Rohan nodded slowly, his expression grim. "I do."

"Tell me!" she demanded, a spark of her old fire returning, a desperate need for a tangible enemy to direct her rage towards.

"I will," Rohan said calmly. "But not today. Knowing his name now will not help you. It will only put you in greater danger." He held up a hand to forestall her protest. "Tsunade-sama, that man's ability is not Ninjutsu as you know it. He can make himself intangible, allowing any attack to pass harmlessly through him. He can teleport himself and others into a private dimension. He is, for all intents and purposes, untouchable. A ghost."

He let that sink in before continuing. "Currently, in this world, there is only one power I know of that has a chance of harming him. A power that does not need to physically connect to do damage. A power that can crack space itself."

The realization dawned on both Tsunade and Jiraiya at the same time.

Tsunade looked down at her own hands, a new, terrifying understanding dawning in her mind. The Gura Gura no Mi. The power to create quakes.

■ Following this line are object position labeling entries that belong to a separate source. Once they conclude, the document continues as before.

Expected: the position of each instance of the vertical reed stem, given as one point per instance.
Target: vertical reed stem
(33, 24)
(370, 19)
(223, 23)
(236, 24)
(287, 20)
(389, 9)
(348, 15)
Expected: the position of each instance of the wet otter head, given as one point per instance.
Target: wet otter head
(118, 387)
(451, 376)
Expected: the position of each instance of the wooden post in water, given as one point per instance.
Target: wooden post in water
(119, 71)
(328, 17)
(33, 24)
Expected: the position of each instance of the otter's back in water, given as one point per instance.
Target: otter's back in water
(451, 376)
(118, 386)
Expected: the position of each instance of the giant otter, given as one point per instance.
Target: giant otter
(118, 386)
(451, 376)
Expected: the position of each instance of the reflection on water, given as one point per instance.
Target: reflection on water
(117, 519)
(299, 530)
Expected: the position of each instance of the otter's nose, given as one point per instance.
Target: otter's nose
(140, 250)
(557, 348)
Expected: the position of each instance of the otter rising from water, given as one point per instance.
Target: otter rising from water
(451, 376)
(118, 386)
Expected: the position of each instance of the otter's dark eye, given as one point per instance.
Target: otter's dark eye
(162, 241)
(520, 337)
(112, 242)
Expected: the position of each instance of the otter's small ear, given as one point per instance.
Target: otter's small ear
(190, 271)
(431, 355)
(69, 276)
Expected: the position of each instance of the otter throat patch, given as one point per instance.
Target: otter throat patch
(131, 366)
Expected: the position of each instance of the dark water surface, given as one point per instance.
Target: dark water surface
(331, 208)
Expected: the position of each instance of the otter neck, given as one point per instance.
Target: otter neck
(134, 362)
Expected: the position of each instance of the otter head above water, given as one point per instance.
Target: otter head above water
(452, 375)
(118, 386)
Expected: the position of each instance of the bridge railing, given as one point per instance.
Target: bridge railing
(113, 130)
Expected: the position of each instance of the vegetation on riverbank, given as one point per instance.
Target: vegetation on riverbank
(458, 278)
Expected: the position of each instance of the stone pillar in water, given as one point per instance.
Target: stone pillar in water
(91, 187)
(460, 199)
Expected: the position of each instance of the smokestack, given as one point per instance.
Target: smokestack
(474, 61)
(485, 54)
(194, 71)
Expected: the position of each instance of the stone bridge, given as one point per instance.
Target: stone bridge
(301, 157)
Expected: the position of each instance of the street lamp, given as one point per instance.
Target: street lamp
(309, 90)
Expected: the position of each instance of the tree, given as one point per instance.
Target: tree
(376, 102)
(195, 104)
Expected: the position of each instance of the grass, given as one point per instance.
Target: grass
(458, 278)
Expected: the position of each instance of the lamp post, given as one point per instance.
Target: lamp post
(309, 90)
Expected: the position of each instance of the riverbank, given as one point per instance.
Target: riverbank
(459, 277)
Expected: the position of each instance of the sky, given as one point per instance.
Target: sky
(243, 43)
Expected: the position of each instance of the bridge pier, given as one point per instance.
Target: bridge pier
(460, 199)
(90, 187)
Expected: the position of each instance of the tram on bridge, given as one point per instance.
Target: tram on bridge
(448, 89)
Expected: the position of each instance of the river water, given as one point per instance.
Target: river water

It hadn't been a random gift.

The thought was a lightning strike that illuminated everything. Rohan hadn't just been empowering her out of love. He had been arming her. He had seen the threats on the horizon—a man who could not be touched—and had specifically sought out and gifted her the one power in the universe that could counter him. His gifts were not just acts of devotion; they were acts of profound, prescient, strategic protection. He wasn't just her consort; he was her guardian, her grandmaster strategist, seeing the entire board across all of time and making his moves decades in advance.

This understanding shifted something deep within her. The ugly truths he had revealed about her family, about her village, were painful, agonizing. But she now understood why he had revealed them. It was not to hurt her. It was to heal her, to free her from the lies so she could lead with clear eyes. A lesser man, a man who feared her power or her anger, would have hidden these truths. He would have sweet-talked her, placated her, told her the pretty lies she wanted to hear. But Rohan… Rohan loved her enough to tell her the truth, no matter how much it broke her heart. His love wasn't about comfort; it was about strength. It was the love of a true partner, one who would walk with her through the fire, not shield her from its existence.

Jiraiya, too, looked up, the same profound understanding dawning on his tear-streaked face. He saw it now. The depth of Rohan's devotion was not just in his submission, but in his foresight. He was not just a lover; he was a guardian angel, arming his chosen champion for the wars to come. The envy he had felt before was replaced by a deep, humbling awe.

Tsunade finally found her voice, her tone now devoid of anger, filled only with a weary, hollowed-out resolve. "So the village blamed them. And then we exiled them to the edge of the village."

Rohan nodded, his expression somber. He knew this part of the story was not yet over. He steeled himself, ready to deliver the final, most painful truths that would lead them from this act of betrayal to the night of the massacre itself.

"Yes," he said softly, his voice a balm on their raw souls. "And that, my love, is when the slow strangulation became a conscious, deliberate execution." He readied himself to continue, to guide them through the final, bloody chapter of Konoha's hidden history.